Pordenone, 17 Settembre 2017

Più che adattarsi alla storia, il titolo del divertente e angosciante romanzo di Domenico Starnone, Scherzetto, edito da Einaudi, è perfetto per descriverne la presentazione, a cui ha contribuito la smaccata e vivace partecipazione di Chiara Valerio.

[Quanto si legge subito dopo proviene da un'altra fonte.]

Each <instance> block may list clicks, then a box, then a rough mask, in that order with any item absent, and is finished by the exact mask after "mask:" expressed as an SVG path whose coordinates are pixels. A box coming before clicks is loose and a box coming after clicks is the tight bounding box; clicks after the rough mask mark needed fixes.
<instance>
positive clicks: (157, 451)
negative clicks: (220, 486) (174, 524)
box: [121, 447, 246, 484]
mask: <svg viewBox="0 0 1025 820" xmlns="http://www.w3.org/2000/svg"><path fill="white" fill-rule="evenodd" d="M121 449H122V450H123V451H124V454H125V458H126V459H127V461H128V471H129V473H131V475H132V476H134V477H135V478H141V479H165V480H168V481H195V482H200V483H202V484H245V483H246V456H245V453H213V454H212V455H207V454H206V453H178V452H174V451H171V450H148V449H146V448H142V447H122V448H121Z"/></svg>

La contrapposizione tra intervistatrice e autore richiama uno dei temi fondamentali del libro, ovvero il contrasto tra generazioni, tra nonno e nipote, tra vecchiaia e giovinezza. Da un lato un bambino indifeso, << un folletto chiuso nel bozzolo del linguaggio colto con cui l’hanno tormentato fin da piccolo>>; dall’altro un artista alla fine della sua carriera che, vedendo il mondo con gli occhi del nipote, scopre di aver sempre sbagliato e di non essersi mai realizzato completamente. Lui ha scelto la via dei colori scuri, ma ciò che inconsapevolmente ha trascurato è l’importanza del giallo, cioè di quella forza violenta, aggressiva e ricca che gli avrebbe concesso una visione del mondo più realistica e positiva. Così Starnone ci trasmette una lezione importante: la vera forza nella vita è saper riconoscere il talento degli altri, più che affermare il proprio.

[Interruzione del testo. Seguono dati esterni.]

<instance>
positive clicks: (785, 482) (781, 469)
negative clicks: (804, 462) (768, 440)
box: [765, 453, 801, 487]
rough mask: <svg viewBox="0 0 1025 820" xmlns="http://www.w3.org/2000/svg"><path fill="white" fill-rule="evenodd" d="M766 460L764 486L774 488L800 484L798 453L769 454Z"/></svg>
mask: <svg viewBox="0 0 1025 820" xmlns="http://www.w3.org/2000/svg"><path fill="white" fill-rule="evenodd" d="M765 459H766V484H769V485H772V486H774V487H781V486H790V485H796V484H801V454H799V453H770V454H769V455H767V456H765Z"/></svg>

L’autore si è rivelato anche un valido consulente sentimentale – sessuale, affrontando le questioni dell’infedeltà e del tradimento, della responsabilità e della scostumatezza, o in una parola, della famiglia. Famiglia che deve nascere con la consapevolezza che stringersi la mano implica assumersi una responsabilità, che seppur dolorosa non può venire meno anche di fronte al desiderio. Dunque Starnone lancia un nuovo prototipo di famiglia, che non è più quello patriarcale cementificato dalla menzogna, ma a cui non si è ancora riusciti a trovare un nome adatto a definirne le trasformazioni.